Pharmagraphics

By Briony Hudson, Pharmacy historian, curator and lecturer

What do mandrake, medicinal treacle and the RPS headquarters have in common?

They all feature in Pharmagraphics , a new online “digital story” from the Wellcome Collection that explores the relationship between pharmacy and design across time.

I started work on the project with Julia Nurse, Wellcome Library’s Collections Researcher, earlier this year to produce six “chapters” that looked at different aspects of pharmacy history and how graphics, design and imagery played their part.  The aim was to link with the Wellcome Collection’s current exhibition ‘Can Graphic Design Save Your Life?’, and to draw on the fantastic collection of images both within Wellcome’s own collection and elsewhere including the Royal Pharmaceutical Society Museum .

Pharmacy has relied on imagery for centuries, whether as botanical illustrations, advertising, symbolism or packaging design. The “digital story” format includes galleries of images that the reader can scroll through to find out more about each topic.  Our challenge was to choose six themes that investigated interesting histories, but also allowed us to share as many stunning images as possible.

We eventually settled on chapters that looked at:

  • The portrayal of plants, particularly through herbals, and especially how a plant’s power and toxicity was communicated through design
  • The contrast between the idyllic families shown in advertising for Victorian children’s medicines, and the use of opiates, alcohol and mercury within their formulae
  • The ancient preparation of theriac or medicinal treacle and whether the secret of its success was what today we regard as marketing a brand
  • The opulent designs of trade cards advertising apothecary’s businesses in the 18th century
  • The battle between quackery and professionalism in the 1840s and the use of images to play this out.  This chapter compares the satirical caricatures that attacked mid-19th century quack medicines and the careful considered imagery adopted by the new Pharmaceutical Society in its diploma certificate and coat of arms.
  • Pharmacy symbols across history, their meaning and their ongoing use.

Something that Julia and I kept coming back to as we researched these topics was how they all had contemporary resonances, and I hope that the finished chapters succeed in drawing these out.

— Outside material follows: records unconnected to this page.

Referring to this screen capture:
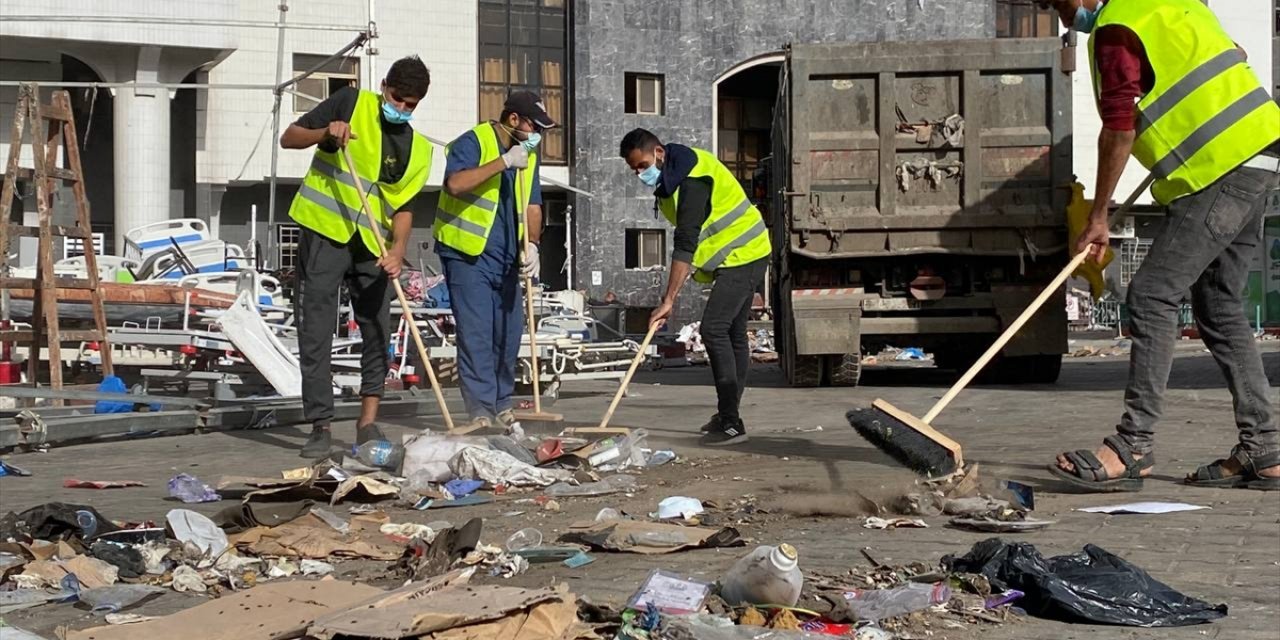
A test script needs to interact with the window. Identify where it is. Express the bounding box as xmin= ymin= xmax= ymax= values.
xmin=1120 ymin=238 xmax=1152 ymax=287
xmin=63 ymin=232 xmax=106 ymax=260
xmin=623 ymin=73 xmax=667 ymax=115
xmin=275 ymin=224 xmax=302 ymax=269
xmin=293 ymin=54 xmax=360 ymax=114
xmin=626 ymin=229 xmax=667 ymax=269
xmin=996 ymin=0 xmax=1059 ymax=38
xmin=479 ymin=0 xmax=571 ymax=165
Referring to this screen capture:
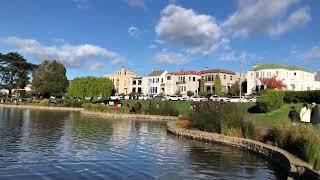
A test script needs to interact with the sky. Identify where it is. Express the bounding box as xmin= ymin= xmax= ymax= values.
xmin=0 ymin=0 xmax=320 ymax=79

Graphic design of course plays an important role in pharmacy today: the layout of a drug monograph; the immediacy of hazard symbols; the identity provided by a package design; or the tight control of medicines advertising that we probably take for granted.

The final chapter finishes with a gallery of images of pharmacy symbols around London, including the facade of the current RPS headquarters which embraces the pharmacy symbols originally chosen by its founders in the 1840s as still being relevant to the profession today.